Investors appear to be embracing its new strategy, with its most recent quarterly update suggesting that it is making progress in this area. For instance, 2,000 roles were made redundant as the company seeks to put in place a more flexible business model. This could help it to become increasingly competitive versus peers in what is a relatively crowded quad play industry in my view.
With a P/E ratio of around 10 even after its recent share price rise, I feel that BT could offer a margin of safety. This may help it to generate further share price growth in the long run, with investors still seemingly cautious even after its recent rise in market value.
In my view, investors could continue to be cautious in the near term. The company is, as mentioned, making changes to its business model. It is also set to welcome a new CEO in the New Year, while its financial prospects remain relatively downbeat over the next couple of years.
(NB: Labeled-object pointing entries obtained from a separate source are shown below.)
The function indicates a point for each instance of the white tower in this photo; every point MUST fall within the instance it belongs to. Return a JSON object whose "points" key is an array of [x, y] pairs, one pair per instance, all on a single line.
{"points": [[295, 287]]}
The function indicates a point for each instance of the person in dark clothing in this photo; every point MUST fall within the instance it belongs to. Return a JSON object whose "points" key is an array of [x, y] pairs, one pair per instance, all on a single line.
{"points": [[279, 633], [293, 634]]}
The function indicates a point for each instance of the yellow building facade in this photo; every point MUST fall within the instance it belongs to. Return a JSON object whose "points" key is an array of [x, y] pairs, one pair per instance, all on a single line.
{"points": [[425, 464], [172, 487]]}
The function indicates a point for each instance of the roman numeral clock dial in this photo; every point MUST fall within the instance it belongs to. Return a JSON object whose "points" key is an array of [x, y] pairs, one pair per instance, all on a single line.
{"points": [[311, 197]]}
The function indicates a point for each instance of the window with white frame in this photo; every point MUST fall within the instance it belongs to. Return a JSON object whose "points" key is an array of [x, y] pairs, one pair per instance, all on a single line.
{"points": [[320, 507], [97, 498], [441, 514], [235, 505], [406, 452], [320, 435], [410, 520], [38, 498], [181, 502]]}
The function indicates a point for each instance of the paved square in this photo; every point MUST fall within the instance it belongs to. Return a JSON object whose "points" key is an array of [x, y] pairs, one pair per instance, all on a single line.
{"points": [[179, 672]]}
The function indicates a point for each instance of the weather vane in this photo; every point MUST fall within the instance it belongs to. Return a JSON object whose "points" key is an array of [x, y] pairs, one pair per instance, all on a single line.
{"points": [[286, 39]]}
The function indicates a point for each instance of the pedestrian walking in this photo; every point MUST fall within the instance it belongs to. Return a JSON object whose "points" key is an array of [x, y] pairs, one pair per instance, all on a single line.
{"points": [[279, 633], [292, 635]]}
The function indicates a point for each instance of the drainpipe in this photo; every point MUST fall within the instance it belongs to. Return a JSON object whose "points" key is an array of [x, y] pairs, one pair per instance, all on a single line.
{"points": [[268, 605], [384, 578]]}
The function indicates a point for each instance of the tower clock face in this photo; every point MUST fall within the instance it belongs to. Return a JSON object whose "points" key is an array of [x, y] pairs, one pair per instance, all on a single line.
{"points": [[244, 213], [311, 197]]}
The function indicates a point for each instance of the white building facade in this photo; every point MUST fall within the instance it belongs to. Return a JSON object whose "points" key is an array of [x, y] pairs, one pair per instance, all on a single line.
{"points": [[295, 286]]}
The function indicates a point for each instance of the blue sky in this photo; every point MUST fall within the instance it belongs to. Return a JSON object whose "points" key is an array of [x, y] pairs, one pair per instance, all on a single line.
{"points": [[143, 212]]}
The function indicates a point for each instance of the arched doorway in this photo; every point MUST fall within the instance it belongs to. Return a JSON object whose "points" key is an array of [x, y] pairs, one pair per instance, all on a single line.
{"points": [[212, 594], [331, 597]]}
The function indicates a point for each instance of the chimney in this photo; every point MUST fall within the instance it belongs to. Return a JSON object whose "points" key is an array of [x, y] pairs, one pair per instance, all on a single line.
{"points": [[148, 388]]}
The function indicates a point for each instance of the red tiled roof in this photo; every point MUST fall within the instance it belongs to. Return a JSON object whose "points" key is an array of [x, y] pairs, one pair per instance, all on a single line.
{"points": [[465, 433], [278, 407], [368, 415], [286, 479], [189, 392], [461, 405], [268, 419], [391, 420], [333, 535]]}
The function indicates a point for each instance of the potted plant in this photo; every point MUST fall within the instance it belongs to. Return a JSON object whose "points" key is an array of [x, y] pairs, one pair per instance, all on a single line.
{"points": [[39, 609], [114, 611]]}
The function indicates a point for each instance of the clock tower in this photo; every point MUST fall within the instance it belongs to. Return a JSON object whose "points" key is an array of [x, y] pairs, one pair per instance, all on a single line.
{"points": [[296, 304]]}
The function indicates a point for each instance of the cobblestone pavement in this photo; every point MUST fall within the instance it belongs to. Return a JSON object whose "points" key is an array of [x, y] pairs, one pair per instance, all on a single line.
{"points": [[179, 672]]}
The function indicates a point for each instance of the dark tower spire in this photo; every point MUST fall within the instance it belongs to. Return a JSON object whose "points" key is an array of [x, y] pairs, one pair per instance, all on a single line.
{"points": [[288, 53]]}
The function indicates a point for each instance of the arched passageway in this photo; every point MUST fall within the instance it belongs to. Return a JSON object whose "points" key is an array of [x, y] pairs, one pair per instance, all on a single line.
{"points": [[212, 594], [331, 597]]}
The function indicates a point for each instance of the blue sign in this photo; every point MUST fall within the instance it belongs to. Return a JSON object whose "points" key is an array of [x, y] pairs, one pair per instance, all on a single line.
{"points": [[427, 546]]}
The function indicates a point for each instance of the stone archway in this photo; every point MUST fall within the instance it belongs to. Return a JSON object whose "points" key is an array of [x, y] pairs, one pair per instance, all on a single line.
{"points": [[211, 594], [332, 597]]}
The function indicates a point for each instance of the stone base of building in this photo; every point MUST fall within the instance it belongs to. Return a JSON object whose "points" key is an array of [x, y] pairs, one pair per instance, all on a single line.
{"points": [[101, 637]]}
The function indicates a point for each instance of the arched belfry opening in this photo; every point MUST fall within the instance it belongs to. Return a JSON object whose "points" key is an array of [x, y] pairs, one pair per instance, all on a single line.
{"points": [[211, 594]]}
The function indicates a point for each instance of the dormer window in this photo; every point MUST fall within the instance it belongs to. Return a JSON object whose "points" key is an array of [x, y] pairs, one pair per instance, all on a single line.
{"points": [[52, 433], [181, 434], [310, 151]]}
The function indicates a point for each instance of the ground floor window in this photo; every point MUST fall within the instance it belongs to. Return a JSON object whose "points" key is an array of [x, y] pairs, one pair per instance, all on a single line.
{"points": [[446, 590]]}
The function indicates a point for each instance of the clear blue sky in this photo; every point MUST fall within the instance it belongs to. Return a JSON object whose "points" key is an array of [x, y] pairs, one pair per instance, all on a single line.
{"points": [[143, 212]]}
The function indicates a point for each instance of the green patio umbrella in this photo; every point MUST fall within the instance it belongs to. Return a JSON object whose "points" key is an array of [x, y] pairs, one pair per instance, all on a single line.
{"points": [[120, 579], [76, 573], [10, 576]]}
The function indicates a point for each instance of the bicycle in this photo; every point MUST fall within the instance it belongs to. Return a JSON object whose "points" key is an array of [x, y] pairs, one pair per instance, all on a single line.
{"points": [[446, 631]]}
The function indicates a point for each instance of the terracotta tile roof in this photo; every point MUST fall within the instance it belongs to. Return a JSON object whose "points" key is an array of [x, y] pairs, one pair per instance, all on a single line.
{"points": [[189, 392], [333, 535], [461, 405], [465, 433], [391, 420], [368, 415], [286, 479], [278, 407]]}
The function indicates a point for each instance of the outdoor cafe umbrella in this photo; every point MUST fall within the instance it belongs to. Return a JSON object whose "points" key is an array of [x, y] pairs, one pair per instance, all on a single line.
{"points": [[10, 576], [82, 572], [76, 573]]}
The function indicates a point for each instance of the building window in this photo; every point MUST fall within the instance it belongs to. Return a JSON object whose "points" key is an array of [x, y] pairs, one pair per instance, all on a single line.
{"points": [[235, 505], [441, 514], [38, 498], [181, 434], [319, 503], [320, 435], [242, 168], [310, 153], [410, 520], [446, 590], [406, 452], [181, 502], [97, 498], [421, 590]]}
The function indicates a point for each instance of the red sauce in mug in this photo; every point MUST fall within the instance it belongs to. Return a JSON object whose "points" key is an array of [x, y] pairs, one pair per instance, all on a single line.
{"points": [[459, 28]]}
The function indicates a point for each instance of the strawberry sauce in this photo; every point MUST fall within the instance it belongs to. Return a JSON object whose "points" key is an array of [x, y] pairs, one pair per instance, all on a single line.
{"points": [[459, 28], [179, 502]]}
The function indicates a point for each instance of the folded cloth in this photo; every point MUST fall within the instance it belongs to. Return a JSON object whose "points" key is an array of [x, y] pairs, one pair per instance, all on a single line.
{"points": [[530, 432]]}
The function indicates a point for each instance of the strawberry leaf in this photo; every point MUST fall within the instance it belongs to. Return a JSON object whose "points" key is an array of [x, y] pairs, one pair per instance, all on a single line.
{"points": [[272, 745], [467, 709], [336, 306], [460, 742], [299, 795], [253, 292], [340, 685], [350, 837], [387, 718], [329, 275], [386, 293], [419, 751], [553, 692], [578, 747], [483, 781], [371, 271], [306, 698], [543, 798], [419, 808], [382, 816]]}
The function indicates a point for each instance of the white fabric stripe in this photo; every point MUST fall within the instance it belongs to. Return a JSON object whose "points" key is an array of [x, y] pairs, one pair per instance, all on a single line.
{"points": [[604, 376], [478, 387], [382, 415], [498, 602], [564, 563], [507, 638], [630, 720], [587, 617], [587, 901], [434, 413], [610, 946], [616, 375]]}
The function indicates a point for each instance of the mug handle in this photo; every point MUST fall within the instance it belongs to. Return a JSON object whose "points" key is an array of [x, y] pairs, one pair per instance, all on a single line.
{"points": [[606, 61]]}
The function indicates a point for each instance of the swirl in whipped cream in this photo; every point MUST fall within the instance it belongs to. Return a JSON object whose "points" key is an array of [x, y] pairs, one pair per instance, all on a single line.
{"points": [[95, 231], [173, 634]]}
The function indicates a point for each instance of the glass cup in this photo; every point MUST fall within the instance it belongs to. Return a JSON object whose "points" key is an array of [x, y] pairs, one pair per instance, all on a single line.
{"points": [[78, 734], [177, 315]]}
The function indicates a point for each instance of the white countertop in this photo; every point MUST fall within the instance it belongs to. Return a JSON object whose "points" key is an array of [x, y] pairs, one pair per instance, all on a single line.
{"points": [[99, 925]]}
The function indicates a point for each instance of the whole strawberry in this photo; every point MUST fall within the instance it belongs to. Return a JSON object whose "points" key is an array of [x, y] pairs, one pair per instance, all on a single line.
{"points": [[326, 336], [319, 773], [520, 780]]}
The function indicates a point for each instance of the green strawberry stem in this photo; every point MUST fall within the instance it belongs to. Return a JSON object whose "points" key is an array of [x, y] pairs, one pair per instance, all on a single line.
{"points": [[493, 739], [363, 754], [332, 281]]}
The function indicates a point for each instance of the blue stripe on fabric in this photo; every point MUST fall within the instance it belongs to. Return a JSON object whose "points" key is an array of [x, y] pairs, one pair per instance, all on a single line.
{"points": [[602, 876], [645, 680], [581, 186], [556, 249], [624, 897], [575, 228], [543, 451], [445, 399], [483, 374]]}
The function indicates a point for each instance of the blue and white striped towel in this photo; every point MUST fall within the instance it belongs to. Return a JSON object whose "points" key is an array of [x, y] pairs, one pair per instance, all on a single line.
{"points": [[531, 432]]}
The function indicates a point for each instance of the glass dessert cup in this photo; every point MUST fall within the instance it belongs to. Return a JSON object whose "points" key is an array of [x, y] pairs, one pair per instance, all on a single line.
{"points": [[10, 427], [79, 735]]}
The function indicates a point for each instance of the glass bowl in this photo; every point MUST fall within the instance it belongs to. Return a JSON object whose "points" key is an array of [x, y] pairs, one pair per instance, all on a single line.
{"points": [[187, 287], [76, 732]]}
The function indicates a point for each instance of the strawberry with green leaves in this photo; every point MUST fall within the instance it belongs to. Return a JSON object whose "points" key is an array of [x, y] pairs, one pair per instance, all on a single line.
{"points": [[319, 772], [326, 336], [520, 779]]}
Therefore, its total return potential over future months could be limited by the potential risks it faces in my opinion. With potential instability as a result of significant change, as well as financial prospects that are a continuation of a trend of falling profitability over the last few years, there may be limited scope for a share price rise in the short run.
In future years, though, I feel that BT could deliver on its total return potential. It appears to have a dominant position in key markets, while its increasing focus on its consumer offering and cost cuts could lead to a stronger business. This may help it to deliver improving share price performance, but in the meantime there could be relatively high volatility ahead in my view.